A GRADUATE convicted of robbing a 94-year-old North-East woman while posing as a priest is launching a fresh bid to clear his name.

Steven Gray, who has always maintained his innocence, will ask for his conviction to be examined by the Criminal Cases Review Commission, the independent body set up to investigate suspected miscarriages of justice

Gray, 30, was found guilty and jailed for seven years at the end of a week-long trial at Newcastle Crown Court more than two-and-a-half years ago.

But campaigners claim the conviction was wrong and are helping him put together a case which they hope will go to the Court of Appeal.

Gray, from Tyneside, is being held in Wymott Prison, near Preston, Lancashire, but will be denied a transfer to a more lax jail because he refuses to admit his guilt.

He is also refusing to go on offender behaviour programmes and his stance means he will be denied the chance of parole when he becomes eligible for it next year.

His stepmother Jenny Gray said: "There is a lot of evidence which was available earlier which was not used and, although it will take time, we are hoping for a positive outcome."

Gray was convicted in January 2002 after the jury heard how Isabella Brown, a parishioner of Newcastle's Roman Catholic cathedral, allowed a man dressed in a cassock into her home.

The man then knocked her to the ground and stole £30.

Police found a cassock at Gray's home in Cruddas Park, Newcastle, but he insists he had owned it since he was 12 because he had been in the church choir and then became an alter server.

Before he was convicted, Gray, a Catholic convert, is said to have had ambitions to join the priesthood.

He trained to be a priest at St Anthony's, in Durham, in 1994.

Gray is now studying for a masters degree in psychology while behind bars and, according to his stepmother, is coping well with life in prison.

Mrs Gray said: "I never expected him to be able to survive this but he has got himself together.

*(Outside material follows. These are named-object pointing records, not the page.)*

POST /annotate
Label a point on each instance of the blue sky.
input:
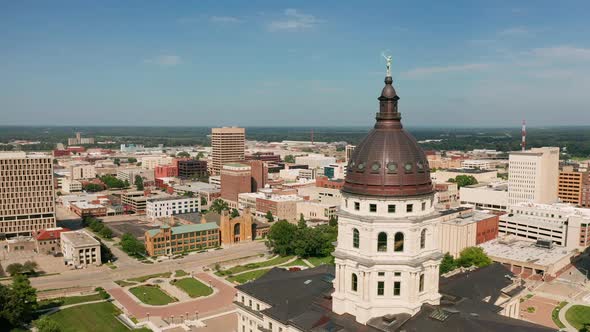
(300, 63)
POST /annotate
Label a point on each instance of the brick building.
(235, 179)
(176, 240)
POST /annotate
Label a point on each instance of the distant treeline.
(576, 140)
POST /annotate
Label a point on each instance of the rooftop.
(80, 238)
(524, 251)
(187, 228)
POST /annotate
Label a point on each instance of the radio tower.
(523, 143)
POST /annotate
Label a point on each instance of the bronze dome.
(388, 162)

He is doing better than we are, actually.

"He has come to terms with the fact that he is in for a while but knows that we are working hard to help him all the time.

"He has his down days but, for the main part, he is getting on with it and putting his time to good use."

Phil Willis, MP for Harrogate and Knaresborough, and John Grogan, MP for Selby, who represents Gray's divorced parents, have also expressed concern about the conviction.